Innenministerium sperrt sich gegen Mietpreis-Grenzen - Mieter geben aber noch nicht auf
Der Prozessbevollmächtigte des Innenministeriums, Ministerialdirigent Volkhard Spilarewicz, zeigte sich unbeeindruckt von diesen Vorträgen. Er sieht keinerlei Spielraum für eine Gesetzgebungskompetenz des Freistaats. Der Bund habe, so argumentiert das Innenministerium, im Rahmen der konkurrierenden Gesetzgebung bereits abschließende Regelungen im Bürgerlichen Gesetzbuch getroffen. Insoweit bleibt kein Raum für die Festsetzung eigener landesgesetzlicher Mietpreisgrenzen. Es dürften weder weitergehende noch andere Regelungen geschaffen werden.
Letztlich geklärt scheint dies allerdings noch nicht.

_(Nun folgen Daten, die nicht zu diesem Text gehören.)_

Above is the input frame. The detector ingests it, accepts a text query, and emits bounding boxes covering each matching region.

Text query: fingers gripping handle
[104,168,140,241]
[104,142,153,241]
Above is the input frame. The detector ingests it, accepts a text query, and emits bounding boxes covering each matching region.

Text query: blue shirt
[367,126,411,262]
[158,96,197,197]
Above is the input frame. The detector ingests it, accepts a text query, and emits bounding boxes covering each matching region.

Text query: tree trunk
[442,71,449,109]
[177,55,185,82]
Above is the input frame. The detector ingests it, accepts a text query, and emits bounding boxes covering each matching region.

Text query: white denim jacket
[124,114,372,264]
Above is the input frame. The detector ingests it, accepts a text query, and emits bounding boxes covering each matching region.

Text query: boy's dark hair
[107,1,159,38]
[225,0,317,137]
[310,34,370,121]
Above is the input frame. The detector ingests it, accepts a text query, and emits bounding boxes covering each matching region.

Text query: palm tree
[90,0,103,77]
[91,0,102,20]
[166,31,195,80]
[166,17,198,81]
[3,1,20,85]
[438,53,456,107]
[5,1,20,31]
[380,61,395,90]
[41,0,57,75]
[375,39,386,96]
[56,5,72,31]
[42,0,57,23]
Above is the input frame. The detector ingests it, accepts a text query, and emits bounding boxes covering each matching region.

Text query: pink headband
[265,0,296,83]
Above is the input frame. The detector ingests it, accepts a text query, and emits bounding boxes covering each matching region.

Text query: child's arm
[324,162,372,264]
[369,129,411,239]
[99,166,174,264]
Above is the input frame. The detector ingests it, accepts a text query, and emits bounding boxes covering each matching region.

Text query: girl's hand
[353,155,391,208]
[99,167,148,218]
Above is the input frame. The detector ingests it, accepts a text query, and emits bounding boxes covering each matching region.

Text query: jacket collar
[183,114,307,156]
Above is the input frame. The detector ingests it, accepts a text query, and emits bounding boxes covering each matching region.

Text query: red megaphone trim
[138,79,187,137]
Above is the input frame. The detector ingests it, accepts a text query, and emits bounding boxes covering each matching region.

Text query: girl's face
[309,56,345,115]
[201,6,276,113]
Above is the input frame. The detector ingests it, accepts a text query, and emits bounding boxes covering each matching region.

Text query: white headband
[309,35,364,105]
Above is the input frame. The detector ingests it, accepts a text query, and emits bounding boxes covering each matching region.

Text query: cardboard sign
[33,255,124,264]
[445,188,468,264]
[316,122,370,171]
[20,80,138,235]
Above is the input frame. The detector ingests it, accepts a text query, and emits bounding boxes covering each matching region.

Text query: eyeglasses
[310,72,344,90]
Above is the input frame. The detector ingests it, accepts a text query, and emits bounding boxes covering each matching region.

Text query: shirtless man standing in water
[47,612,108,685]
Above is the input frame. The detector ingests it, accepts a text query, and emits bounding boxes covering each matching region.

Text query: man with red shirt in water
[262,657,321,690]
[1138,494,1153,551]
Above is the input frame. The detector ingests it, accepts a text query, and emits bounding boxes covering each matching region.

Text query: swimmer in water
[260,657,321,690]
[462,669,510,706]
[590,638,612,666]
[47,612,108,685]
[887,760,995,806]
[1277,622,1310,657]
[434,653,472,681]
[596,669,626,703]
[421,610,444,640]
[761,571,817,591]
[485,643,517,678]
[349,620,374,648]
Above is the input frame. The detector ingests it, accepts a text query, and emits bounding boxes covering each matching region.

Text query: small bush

In der Verhandlung wurde nämlich auch klar, dass eine höchstrichterliche Entscheidung des Bundesverfassungsgerichts in der Kompetenzfrage noch aussteht. Die Initiatoren des Volksbegehrens – Mieterverein und Mieterbund, SPD, DGB, Linke und #ausspekuliert, die mehr als 52.000 Unterschriften gesammelt hatten, dürfen also noch hoffen. Seine Entscheidung gibt der Verfassungsgerichtshof unter Vorsitz von Präsident Peter Küspert am 16. Juli bekannt.